Oil and gas versus climate change

Last week's announcement major oil and gas exploration is planned for the Great Southern Basin would have been received very differently by different people.

For many, including those who participated in or encouraged last month's climate change strike by school pupils, the news of Austrian oil giant OMV unveiling one of the most ambitious gas and oil drilling programmes proposed in New Zealand would have seemed like a late April Fool's Day joke.

They may have asked how, if climate change is rapidly contributing to the end of the world, such a thing could still be considered appropriate. To others, news of a major international company investing significant sums to find whether true riches lie beneath the waters off the Dunedin coastline would have been enthusiastically received.
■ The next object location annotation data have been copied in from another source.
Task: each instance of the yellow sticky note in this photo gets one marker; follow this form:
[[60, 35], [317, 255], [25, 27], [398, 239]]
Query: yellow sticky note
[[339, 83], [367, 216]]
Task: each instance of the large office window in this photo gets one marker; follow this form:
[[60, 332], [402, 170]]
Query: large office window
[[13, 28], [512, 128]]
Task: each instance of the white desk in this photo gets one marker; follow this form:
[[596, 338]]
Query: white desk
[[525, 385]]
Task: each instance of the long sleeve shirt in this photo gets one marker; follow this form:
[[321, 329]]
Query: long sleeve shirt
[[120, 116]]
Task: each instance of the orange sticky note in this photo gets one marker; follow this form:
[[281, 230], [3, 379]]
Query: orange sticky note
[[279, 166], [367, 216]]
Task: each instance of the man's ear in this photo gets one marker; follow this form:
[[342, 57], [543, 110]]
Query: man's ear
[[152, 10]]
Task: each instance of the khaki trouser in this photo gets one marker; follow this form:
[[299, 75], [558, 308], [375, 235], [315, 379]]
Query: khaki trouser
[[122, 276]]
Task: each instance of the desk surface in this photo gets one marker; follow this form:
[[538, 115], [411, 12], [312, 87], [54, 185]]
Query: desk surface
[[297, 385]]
It isn't fair to say the first group wants no economic development. Nor is it fair to say the second group doesn't care about climate change. It does seem fair to suggest many New Zealanders are interpreting the climate change conversation in very different ways.

As much as many believe otherwise, the issue is still confusing.

Another hot summer has ended while significant weather events appear to be landing more frequently than before. Sea levels are being measured and are rising, though not at a level yet discernible to most people's own eyes.

Most agree something is happening and our polluting ways, coupled with the overwhelming advice from the experts in this field, make a convincing case that we are to be the cause of an upcoming catastrophe.

The Government certainly believes the evidence is conclusive and has ensured its policies reflect that - including the cancelling of future oil and gas exploration at a cost of, according to detractors, tens of billions of dollars.

Electric cars are grabbing an ever larger slice of market share but they are still cars, made of steel, plastic, rubber and more. They are still made offshore and shipped here on polluting cargo vessels.

The rush to build wind farms appears to have subsided while the base-load provisions offered by fossil fuel power plants remain essential and, as yet, irreplaceable. Gas still heats the hot water of hundreds of thousands of Kiwi homes.

Our dairy sector continues to be maligned by many appalled by cows' methane emissions, and by other environmental impacts caused, at least in part, by the farming sector. Meanwhile, the country's biggest industry, tourism, continues with far less critique as millions of visitors are transported to our shores on oil-burning aircraft and ships, before exploring our nation in oil-burning vehicles.

The plastic bag campaign has terminated the use of many plastic bags in our supermarkets, though copious amounts of plastic are still being used, seemingly without a suitable alternative on the horizon.

Bike lanes are funded and promoted but car sales keep climbing while Green Party co-leader James Shaw flies around the world - at an extent which outstrips most of his colleagues - because, he says, the travel is essential for his job.

Confusion, contradictions and complications abound on this topic and the divide between those who are ''all in'' on climate change, and those who are yet to be convinced, is still broad.

It isn't that there is a simple answer to any of this. The problem is that there are too many potential answers, and many seem unsure who to believe, who to follow. And, while they consider, they want reassurance the economy will remain buoyant.

Protests against oil and gas exploration are natural and healthy. But if the time has really come to move to a war-footing against climate change, we first need to be very clear about what the enemy is. For many New Zealanders, this country's meagre fossil fuel consumption is unlikely to be considered the priority.